Software optimization resources | E-mail subscription to this blog | www.agner.org

Rethinking DLLs and shared objects
Author: Agner Date: 2016-05-20 05:07
Windows systems use dynamic link libraries (DLLs) and Unix-like systems (Linux, BSD, Mac OS) use shared objects (SOs). Both types have a number of disadvantages. I have an idea for replacing DLLs and SOs with something more efficient in the new CRISC architecture.

Let me first explain how the current systems work. A normal program goes through the steps of compiling, linking, and loading. The linker joins multiple program modules and library functions together and adjusts all addresses in the linked program. Any absolute addresses in the code are adjusted according to the placement of each module, and all relative addresses from one module to another are calculated. This process is called relocation. The loader may do the relocation once again in case the program is placed at a memory address different from the address that was assumed in the link process. A DLL or SO is linked and loaded in basically the same way as an executable program.

The main difference between a DLL and a SO is that shared objects allow "symbol interposition". It is possible to override a symbol in a SO by defining another symbol with the same name in the calling program. This feature is intended to mimic the behavior of a static link library, but symbol interposition is hardly ever used and it comes at a high cost. Every access to a function or a global variable needs to go via a procedure linkage table (PLT) or a global offset table (GOT). This applies even to internal references inside the SO if the symbol is globally visible. It would be easy to bypass this time-consuming mechanism if the linker and loader allowed it, but for unknown reasons, they don't.

The advantage of using a DLL or SO is that the loaded code can be shared between multiple running programs. This is rarely saving any memory, however, because the library may contain hundreds of functions while you are only using a few of them. It is not uncommon to load a DLL or SO of one megabyte and use only one kilobyte of it.

Another problem that makes DLLs and SOs less efficient than static libraries is that they are scattered around in each their memory block. Each DLL/SO will use at least two memory pages, one for code and one for data. The scattered memory access makes caching less efficient.

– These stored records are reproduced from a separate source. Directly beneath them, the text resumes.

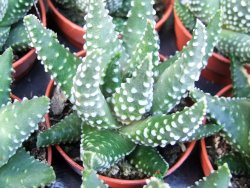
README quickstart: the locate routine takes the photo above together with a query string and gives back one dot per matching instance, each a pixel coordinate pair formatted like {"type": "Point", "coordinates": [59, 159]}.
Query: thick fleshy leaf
{"type": "Point", "coordinates": [160, 130]}
{"type": "Point", "coordinates": [149, 161]}
{"type": "Point", "coordinates": [181, 75]}
{"type": "Point", "coordinates": [235, 43]}
{"type": "Point", "coordinates": [234, 115]}
{"type": "Point", "coordinates": [134, 98]}
{"type": "Point", "coordinates": [66, 131]}
{"type": "Point", "coordinates": [241, 80]}
{"type": "Point", "coordinates": [90, 103]}
{"type": "Point", "coordinates": [236, 15]}
{"type": "Point", "coordinates": [24, 171]}
{"type": "Point", "coordinates": [155, 183]}
{"type": "Point", "coordinates": [203, 9]}
{"type": "Point", "coordinates": [90, 179]}
{"type": "Point", "coordinates": [219, 178]}
{"type": "Point", "coordinates": [101, 149]}
{"type": "Point", "coordinates": [59, 61]}
{"type": "Point", "coordinates": [4, 33]}
{"type": "Point", "coordinates": [5, 75]}
{"type": "Point", "coordinates": [18, 121]}
{"type": "Point", "coordinates": [16, 10]}
{"type": "Point", "coordinates": [237, 164]}
{"type": "Point", "coordinates": [18, 38]}
{"type": "Point", "coordinates": [136, 23]}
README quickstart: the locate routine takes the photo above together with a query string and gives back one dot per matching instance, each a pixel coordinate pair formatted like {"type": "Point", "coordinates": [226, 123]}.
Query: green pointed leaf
{"type": "Point", "coordinates": [149, 161]}
{"type": "Point", "coordinates": [60, 62]}
{"type": "Point", "coordinates": [4, 33]}
{"type": "Point", "coordinates": [219, 178]}
{"type": "Point", "coordinates": [90, 103]}
{"type": "Point", "coordinates": [185, 15]}
{"type": "Point", "coordinates": [241, 83]}
{"type": "Point", "coordinates": [18, 39]}
{"type": "Point", "coordinates": [90, 179]}
{"type": "Point", "coordinates": [101, 33]}
{"type": "Point", "coordinates": [236, 15]}
{"type": "Point", "coordinates": [18, 121]}
{"type": "Point", "coordinates": [101, 149]}
{"type": "Point", "coordinates": [134, 98]}
{"type": "Point", "coordinates": [67, 130]}
{"type": "Point", "coordinates": [15, 11]}
{"type": "Point", "coordinates": [235, 43]}
{"type": "Point", "coordinates": [160, 130]}
{"type": "Point", "coordinates": [234, 115]}
{"type": "Point", "coordinates": [136, 23]}
{"type": "Point", "coordinates": [155, 183]}
{"type": "Point", "coordinates": [203, 9]}
{"type": "Point", "coordinates": [238, 165]}
{"type": "Point", "coordinates": [181, 75]}
{"type": "Point", "coordinates": [5, 75]}
{"type": "Point", "coordinates": [24, 171]}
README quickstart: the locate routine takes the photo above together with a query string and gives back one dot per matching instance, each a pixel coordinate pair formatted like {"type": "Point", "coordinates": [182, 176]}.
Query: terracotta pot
{"type": "Point", "coordinates": [74, 33]}
{"type": "Point", "coordinates": [24, 64]}
{"type": "Point", "coordinates": [112, 182]}
{"type": "Point", "coordinates": [218, 67]}
{"type": "Point", "coordinates": [49, 150]}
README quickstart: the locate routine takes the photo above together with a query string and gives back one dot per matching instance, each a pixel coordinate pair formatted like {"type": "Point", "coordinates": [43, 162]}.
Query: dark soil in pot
{"type": "Point", "coordinates": [216, 148]}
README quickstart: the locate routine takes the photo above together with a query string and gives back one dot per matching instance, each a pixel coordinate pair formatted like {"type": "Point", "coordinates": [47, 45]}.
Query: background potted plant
{"type": "Point", "coordinates": [74, 32]}
{"type": "Point", "coordinates": [12, 32]}
{"type": "Point", "coordinates": [235, 28]}
{"type": "Point", "coordinates": [17, 167]}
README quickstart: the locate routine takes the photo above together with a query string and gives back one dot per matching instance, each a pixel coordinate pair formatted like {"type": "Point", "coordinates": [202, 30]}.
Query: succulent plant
{"type": "Point", "coordinates": [12, 32]}
{"type": "Point", "coordinates": [121, 91]}
{"type": "Point", "coordinates": [234, 38]}
{"type": "Point", "coordinates": [18, 121]}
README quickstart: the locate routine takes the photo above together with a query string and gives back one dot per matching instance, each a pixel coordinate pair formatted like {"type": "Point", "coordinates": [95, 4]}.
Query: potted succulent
{"type": "Point", "coordinates": [18, 120]}
{"type": "Point", "coordinates": [232, 144]}
{"type": "Point", "coordinates": [235, 27]}
{"type": "Point", "coordinates": [73, 30]}
{"type": "Point", "coordinates": [12, 33]}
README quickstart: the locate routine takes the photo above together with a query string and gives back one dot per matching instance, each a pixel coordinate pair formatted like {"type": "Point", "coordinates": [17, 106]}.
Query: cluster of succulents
{"type": "Point", "coordinates": [18, 121]}
{"type": "Point", "coordinates": [234, 38]}
{"type": "Point", "coordinates": [120, 90]}
{"type": "Point", "coordinates": [12, 32]}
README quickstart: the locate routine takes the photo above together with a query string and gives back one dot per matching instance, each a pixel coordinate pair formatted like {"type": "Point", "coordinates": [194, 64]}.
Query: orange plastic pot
{"type": "Point", "coordinates": [218, 67]}
{"type": "Point", "coordinates": [74, 33]}
{"type": "Point", "coordinates": [49, 150]}
{"type": "Point", "coordinates": [112, 182]}
{"type": "Point", "coordinates": [24, 64]}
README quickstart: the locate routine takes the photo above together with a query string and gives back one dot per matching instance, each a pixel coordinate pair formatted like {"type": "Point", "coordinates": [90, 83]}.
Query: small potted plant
{"type": "Point", "coordinates": [18, 120]}
{"type": "Point", "coordinates": [69, 15]}
{"type": "Point", "coordinates": [12, 32]}
{"type": "Point", "coordinates": [232, 144]}
{"type": "Point", "coordinates": [235, 27]}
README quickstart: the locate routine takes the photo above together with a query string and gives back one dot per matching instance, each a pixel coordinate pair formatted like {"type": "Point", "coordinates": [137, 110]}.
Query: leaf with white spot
{"type": "Point", "coordinates": [90, 179]}
{"type": "Point", "coordinates": [90, 103]}
{"type": "Point", "coordinates": [5, 75]}
{"type": "Point", "coordinates": [136, 23]}
{"type": "Point", "coordinates": [18, 121]}
{"type": "Point", "coordinates": [149, 161]}
{"type": "Point", "coordinates": [15, 11]}
{"type": "Point", "coordinates": [160, 130]}
{"type": "Point", "coordinates": [59, 61]}
{"type": "Point", "coordinates": [23, 170]}
{"type": "Point", "coordinates": [234, 115]}
{"type": "Point", "coordinates": [134, 98]}
{"type": "Point", "coordinates": [102, 148]}
{"type": "Point", "coordinates": [219, 178]}
{"type": "Point", "coordinates": [67, 130]}
{"type": "Point", "coordinates": [181, 75]}
{"type": "Point", "coordinates": [240, 78]}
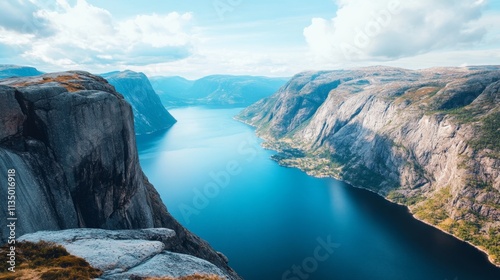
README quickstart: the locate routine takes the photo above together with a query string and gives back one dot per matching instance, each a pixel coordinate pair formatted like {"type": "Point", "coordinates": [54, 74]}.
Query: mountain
{"type": "Point", "coordinates": [149, 114]}
{"type": "Point", "coordinates": [9, 71]}
{"type": "Point", "coordinates": [427, 139]}
{"type": "Point", "coordinates": [221, 90]}
{"type": "Point", "coordinates": [67, 140]}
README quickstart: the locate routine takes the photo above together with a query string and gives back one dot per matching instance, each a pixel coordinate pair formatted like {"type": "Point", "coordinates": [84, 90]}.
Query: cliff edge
{"type": "Point", "coordinates": [70, 139]}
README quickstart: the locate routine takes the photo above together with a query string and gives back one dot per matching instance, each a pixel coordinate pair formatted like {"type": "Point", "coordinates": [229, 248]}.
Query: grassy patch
{"type": "Point", "coordinates": [405, 200]}
{"type": "Point", "coordinates": [67, 81]}
{"type": "Point", "coordinates": [190, 277]}
{"type": "Point", "coordinates": [432, 210]}
{"type": "Point", "coordinates": [45, 261]}
{"type": "Point", "coordinates": [490, 134]}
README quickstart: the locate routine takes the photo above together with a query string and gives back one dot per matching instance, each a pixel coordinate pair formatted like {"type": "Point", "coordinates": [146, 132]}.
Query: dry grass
{"type": "Point", "coordinates": [67, 81]}
{"type": "Point", "coordinates": [190, 277]}
{"type": "Point", "coordinates": [45, 261]}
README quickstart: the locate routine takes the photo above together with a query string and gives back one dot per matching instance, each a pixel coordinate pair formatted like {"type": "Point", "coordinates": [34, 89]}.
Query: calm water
{"type": "Point", "coordinates": [278, 223]}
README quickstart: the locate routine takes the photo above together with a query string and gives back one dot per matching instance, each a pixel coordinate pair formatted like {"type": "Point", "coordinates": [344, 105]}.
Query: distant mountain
{"type": "Point", "coordinates": [9, 71]}
{"type": "Point", "coordinates": [428, 139]}
{"type": "Point", "coordinates": [220, 90]}
{"type": "Point", "coordinates": [149, 114]}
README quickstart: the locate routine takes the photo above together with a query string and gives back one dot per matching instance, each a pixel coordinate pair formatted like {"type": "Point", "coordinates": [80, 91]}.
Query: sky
{"type": "Point", "coordinates": [247, 37]}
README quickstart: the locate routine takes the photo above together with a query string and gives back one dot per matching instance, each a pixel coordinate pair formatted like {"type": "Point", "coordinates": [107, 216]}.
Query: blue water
{"type": "Point", "coordinates": [274, 222]}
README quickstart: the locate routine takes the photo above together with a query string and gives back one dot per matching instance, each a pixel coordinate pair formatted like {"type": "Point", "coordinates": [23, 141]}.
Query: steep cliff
{"type": "Point", "coordinates": [70, 139]}
{"type": "Point", "coordinates": [149, 114]}
{"type": "Point", "coordinates": [220, 90]}
{"type": "Point", "coordinates": [427, 139]}
{"type": "Point", "coordinates": [8, 71]}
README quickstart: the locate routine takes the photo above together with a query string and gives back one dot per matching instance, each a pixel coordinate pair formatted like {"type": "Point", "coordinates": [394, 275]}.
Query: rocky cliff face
{"type": "Point", "coordinates": [70, 138]}
{"type": "Point", "coordinates": [220, 90]}
{"type": "Point", "coordinates": [427, 139]}
{"type": "Point", "coordinates": [149, 114]}
{"type": "Point", "coordinates": [8, 71]}
{"type": "Point", "coordinates": [127, 254]}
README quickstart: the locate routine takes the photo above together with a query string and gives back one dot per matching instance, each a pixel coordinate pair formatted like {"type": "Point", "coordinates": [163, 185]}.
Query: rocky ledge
{"type": "Point", "coordinates": [127, 254]}
{"type": "Point", "coordinates": [69, 138]}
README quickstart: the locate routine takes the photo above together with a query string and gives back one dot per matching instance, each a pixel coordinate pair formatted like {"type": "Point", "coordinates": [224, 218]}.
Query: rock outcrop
{"type": "Point", "coordinates": [70, 139]}
{"type": "Point", "coordinates": [427, 139]}
{"type": "Point", "coordinates": [9, 71]}
{"type": "Point", "coordinates": [150, 115]}
{"type": "Point", "coordinates": [219, 90]}
{"type": "Point", "coordinates": [127, 254]}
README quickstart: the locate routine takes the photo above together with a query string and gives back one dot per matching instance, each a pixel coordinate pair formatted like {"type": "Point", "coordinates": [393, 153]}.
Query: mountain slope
{"type": "Point", "coordinates": [220, 90]}
{"type": "Point", "coordinates": [69, 139]}
{"type": "Point", "coordinates": [427, 139]}
{"type": "Point", "coordinates": [149, 114]}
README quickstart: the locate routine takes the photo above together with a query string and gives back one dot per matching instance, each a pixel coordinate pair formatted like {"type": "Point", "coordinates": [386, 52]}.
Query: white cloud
{"type": "Point", "coordinates": [367, 30]}
{"type": "Point", "coordinates": [83, 34]}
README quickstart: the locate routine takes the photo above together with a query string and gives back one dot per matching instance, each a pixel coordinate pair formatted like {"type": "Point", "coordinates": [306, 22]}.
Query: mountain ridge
{"type": "Point", "coordinates": [422, 138]}
{"type": "Point", "coordinates": [222, 90]}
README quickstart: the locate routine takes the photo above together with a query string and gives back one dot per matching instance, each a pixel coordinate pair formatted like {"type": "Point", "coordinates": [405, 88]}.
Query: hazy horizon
{"type": "Point", "coordinates": [238, 37]}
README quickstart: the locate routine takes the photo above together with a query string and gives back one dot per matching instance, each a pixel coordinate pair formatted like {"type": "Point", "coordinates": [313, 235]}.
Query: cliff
{"type": "Point", "coordinates": [219, 90]}
{"type": "Point", "coordinates": [70, 139]}
{"type": "Point", "coordinates": [427, 139]}
{"type": "Point", "coordinates": [127, 254]}
{"type": "Point", "coordinates": [8, 71]}
{"type": "Point", "coordinates": [149, 114]}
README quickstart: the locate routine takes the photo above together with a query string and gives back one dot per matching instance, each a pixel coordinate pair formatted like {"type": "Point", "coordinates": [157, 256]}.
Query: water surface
{"type": "Point", "coordinates": [273, 222]}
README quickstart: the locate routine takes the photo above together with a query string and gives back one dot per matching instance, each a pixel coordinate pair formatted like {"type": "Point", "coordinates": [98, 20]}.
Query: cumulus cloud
{"type": "Point", "coordinates": [390, 29]}
{"type": "Point", "coordinates": [85, 34]}
{"type": "Point", "coordinates": [21, 16]}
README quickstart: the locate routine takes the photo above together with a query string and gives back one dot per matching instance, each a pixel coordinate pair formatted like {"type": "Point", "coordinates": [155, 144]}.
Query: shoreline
{"type": "Point", "coordinates": [366, 189]}
{"type": "Point", "coordinates": [405, 206]}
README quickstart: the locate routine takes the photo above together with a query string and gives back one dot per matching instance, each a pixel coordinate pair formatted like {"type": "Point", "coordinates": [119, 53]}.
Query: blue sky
{"type": "Point", "coordinates": [272, 38]}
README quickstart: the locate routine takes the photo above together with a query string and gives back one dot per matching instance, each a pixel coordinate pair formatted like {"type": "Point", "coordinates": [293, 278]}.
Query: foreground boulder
{"type": "Point", "coordinates": [125, 254]}
{"type": "Point", "coordinates": [70, 139]}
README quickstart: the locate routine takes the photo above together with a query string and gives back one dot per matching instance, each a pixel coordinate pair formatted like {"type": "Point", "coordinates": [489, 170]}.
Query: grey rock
{"type": "Point", "coordinates": [150, 115]}
{"type": "Point", "coordinates": [388, 129]}
{"type": "Point", "coordinates": [122, 254]}
{"type": "Point", "coordinates": [9, 71]}
{"type": "Point", "coordinates": [71, 140]}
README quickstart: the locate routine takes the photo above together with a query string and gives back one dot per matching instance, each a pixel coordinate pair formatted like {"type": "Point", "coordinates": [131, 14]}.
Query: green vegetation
{"type": "Point", "coordinates": [432, 210]}
{"type": "Point", "coordinates": [400, 198]}
{"type": "Point", "coordinates": [490, 134]}
{"type": "Point", "coordinates": [190, 277]}
{"type": "Point", "coordinates": [45, 261]}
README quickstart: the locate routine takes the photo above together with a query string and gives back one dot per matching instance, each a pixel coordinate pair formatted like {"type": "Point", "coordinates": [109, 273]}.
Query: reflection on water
{"type": "Point", "coordinates": [217, 181]}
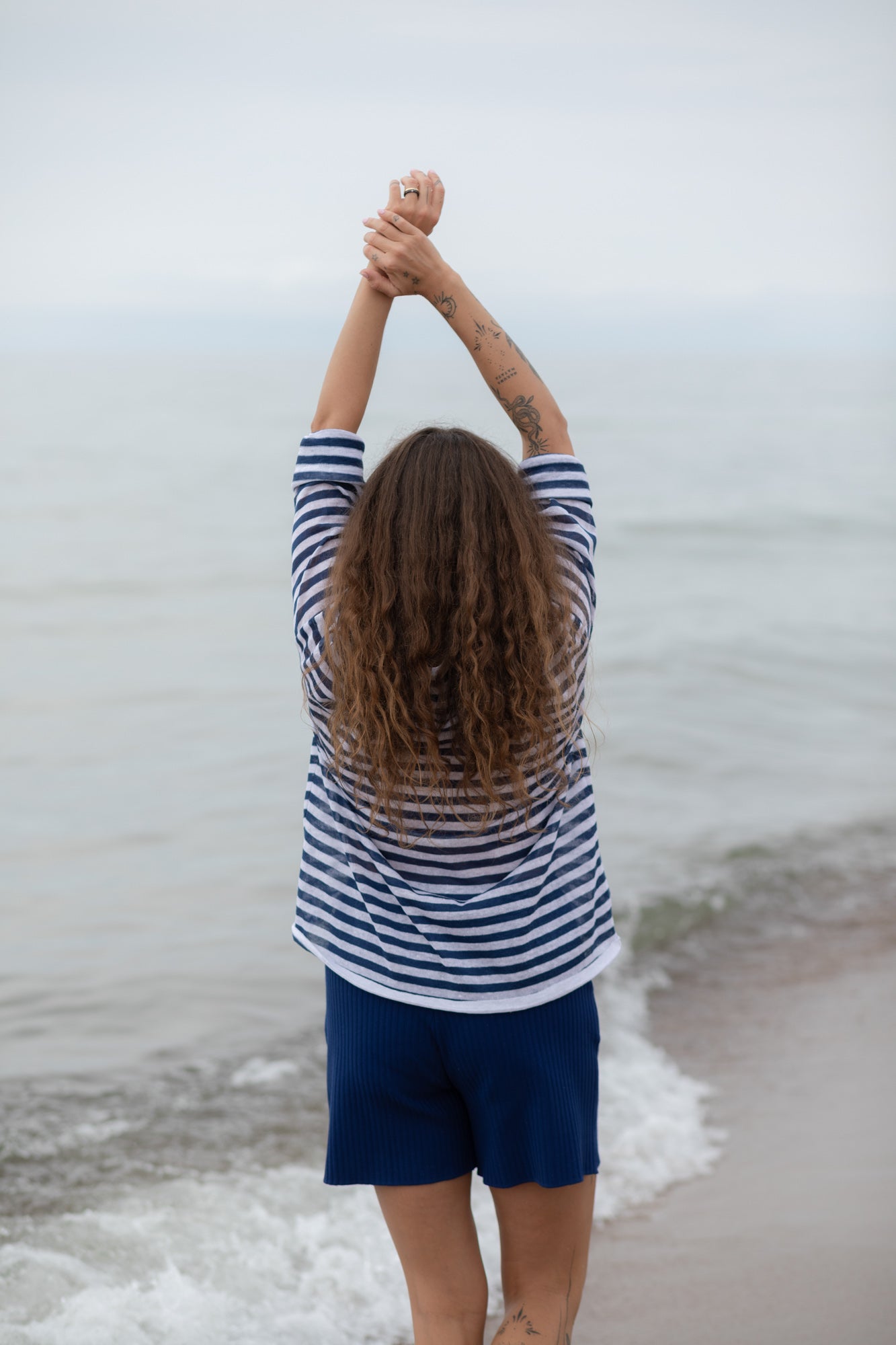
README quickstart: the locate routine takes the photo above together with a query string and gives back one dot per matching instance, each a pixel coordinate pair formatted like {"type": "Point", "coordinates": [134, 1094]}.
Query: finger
{"type": "Point", "coordinates": [392, 225]}
{"type": "Point", "coordinates": [411, 182]}
{"type": "Point", "coordinates": [439, 190]}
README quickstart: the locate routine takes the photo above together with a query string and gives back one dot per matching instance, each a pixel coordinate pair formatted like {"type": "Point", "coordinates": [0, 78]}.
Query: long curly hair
{"type": "Point", "coordinates": [450, 636]}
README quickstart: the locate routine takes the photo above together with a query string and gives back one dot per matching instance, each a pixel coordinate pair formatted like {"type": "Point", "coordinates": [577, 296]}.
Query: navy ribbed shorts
{"type": "Point", "coordinates": [421, 1096]}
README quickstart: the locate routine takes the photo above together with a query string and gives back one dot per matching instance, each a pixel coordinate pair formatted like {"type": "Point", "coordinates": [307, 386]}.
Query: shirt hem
{"type": "Point", "coordinates": [507, 1004]}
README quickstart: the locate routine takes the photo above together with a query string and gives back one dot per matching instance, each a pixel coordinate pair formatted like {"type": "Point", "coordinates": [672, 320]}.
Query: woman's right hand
{"type": "Point", "coordinates": [423, 209]}
{"type": "Point", "coordinates": [403, 259]}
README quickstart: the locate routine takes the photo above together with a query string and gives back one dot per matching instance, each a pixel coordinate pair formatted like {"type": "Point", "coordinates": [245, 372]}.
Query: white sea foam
{"type": "Point", "coordinates": [260, 1071]}
{"type": "Point", "coordinates": [275, 1257]}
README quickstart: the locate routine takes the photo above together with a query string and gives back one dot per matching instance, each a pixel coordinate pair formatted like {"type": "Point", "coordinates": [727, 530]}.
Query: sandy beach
{"type": "Point", "coordinates": [790, 1239]}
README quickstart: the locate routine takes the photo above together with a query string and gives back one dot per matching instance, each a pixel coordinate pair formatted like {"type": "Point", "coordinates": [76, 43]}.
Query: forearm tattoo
{"type": "Point", "coordinates": [528, 422]}
{"type": "Point", "coordinates": [491, 333]}
{"type": "Point", "coordinates": [446, 305]}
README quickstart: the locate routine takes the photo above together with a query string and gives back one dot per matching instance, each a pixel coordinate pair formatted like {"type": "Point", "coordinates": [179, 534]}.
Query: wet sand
{"type": "Point", "coordinates": [791, 1238]}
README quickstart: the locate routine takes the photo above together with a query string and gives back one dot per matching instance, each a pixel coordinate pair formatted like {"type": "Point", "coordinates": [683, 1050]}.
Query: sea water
{"type": "Point", "coordinates": [162, 1085]}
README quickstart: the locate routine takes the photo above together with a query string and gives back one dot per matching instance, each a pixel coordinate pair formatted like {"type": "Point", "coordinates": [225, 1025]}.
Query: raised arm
{"type": "Point", "coordinates": [353, 365]}
{"type": "Point", "coordinates": [405, 263]}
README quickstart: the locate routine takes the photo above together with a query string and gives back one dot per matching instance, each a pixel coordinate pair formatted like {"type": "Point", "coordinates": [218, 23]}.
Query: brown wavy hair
{"type": "Point", "coordinates": [447, 563]}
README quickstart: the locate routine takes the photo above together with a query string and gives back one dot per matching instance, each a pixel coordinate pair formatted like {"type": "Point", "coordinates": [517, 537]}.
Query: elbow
{"type": "Point", "coordinates": [334, 422]}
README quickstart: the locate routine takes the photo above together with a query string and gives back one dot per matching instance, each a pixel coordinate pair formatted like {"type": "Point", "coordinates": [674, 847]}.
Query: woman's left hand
{"type": "Point", "coordinates": [420, 210]}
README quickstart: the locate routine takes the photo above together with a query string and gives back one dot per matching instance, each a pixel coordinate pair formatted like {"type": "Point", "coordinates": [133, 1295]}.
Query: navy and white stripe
{"type": "Point", "coordinates": [473, 923]}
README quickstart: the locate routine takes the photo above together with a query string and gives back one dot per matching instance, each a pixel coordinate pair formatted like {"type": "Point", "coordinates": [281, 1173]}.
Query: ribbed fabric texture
{"type": "Point", "coordinates": [420, 1096]}
{"type": "Point", "coordinates": [475, 925]}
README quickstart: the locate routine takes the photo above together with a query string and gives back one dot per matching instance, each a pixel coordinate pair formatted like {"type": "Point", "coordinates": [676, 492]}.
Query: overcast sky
{"type": "Point", "coordinates": [217, 154]}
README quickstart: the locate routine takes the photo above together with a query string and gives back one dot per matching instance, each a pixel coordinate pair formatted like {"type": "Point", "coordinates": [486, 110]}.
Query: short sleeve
{"type": "Point", "coordinates": [561, 489]}
{"type": "Point", "coordinates": [326, 482]}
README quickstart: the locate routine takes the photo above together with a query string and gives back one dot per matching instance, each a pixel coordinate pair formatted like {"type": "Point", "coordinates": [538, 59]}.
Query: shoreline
{"type": "Point", "coordinates": [790, 1238]}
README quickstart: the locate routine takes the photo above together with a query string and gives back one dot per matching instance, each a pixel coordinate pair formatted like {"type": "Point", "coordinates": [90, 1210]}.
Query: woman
{"type": "Point", "coordinates": [451, 876]}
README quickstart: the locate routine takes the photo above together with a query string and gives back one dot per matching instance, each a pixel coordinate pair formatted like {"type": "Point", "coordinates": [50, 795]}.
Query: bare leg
{"type": "Point", "coordinates": [435, 1235]}
{"type": "Point", "coordinates": [545, 1235]}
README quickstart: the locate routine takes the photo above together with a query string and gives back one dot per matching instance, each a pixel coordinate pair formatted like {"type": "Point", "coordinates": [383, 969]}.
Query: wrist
{"type": "Point", "coordinates": [440, 280]}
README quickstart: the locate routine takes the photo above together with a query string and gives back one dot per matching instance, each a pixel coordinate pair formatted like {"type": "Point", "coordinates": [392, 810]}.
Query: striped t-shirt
{"type": "Point", "coordinates": [456, 921]}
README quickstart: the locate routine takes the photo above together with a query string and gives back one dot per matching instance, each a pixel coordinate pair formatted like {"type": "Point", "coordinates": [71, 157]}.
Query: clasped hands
{"type": "Point", "coordinates": [403, 262]}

Now, my proposal for the CRISC architecture is to get completely rid of DLLs and SOs. Instead, we will have only one type of function libraries that can be used in three different ways:

  1. Static linking. This will work the same way as today.
  2. Load-time linking. The library is linked with the executable program by the loader when the program is loaded into memory.
  3. Run-time linking. The library is loaded by commands in a running program.

In all three cases, we are loading only those functions from the library that are actually needed.

Load-time linking will be easier with the CRISC system than with existing systems because the CODE and DATA sections are independent of each other in the CRISC system. The CODE (and CONST) sections are addressed relative to the instruction pointer, while the DATA section is addressed relative to a special pointer called the data section pointer (DATAP). CODE and DATA can be placed anywhere in memory independently of each other. If extra library functions need to be linked in at load time, then the CODE and DATA sections of the library functions are simply appended to the CODE and DATA sections of the main program, and any new cross references are resolved. The result will be very efficient because the code and data of the library functions are contiguous with the code and data of the main program, so that caching is improved. There are no intermediate import tables or PLTs to slow down the execution.

Run-time linking is used less often. It is needed only when the choice of library depends on user input to the running program, or when a library is loaded explicitly from a not-compiled script language. The loader can use several different methods when run-time linking is requested:

  1. The main program may have reserved extra memory space for the library functions. This information is stored in the header of the executable program file. The library function is accessed through a function pointer which is returned by the load_library function. Any DATA section in the library can be addressed through DATAP, using the normal relocation procedure.
  2. If there is no reserved space, or the reserved space is too small, then the loader must place the library function somewhere else in memory. If there is a vacant memory space within a distance of +/- 2 GB from the address in DATAP then the same method as above is used.
  3. If there is no vacant space within 2 GB of DATAP then the loader can insert a stub that changes DATAP to point to the DATA section of the library function. The function is called through this stub, which changes DATAP when called, and restores the old value of DATAP on return. If the function can throw an exception then the exception handler needs to restore DATAP as well.
  4. The library function can be compiled with a compiler option that tells it not to use DATAP. The function will load the absolute address of its DATA section into a general purpose register and access its data with this register as pointer.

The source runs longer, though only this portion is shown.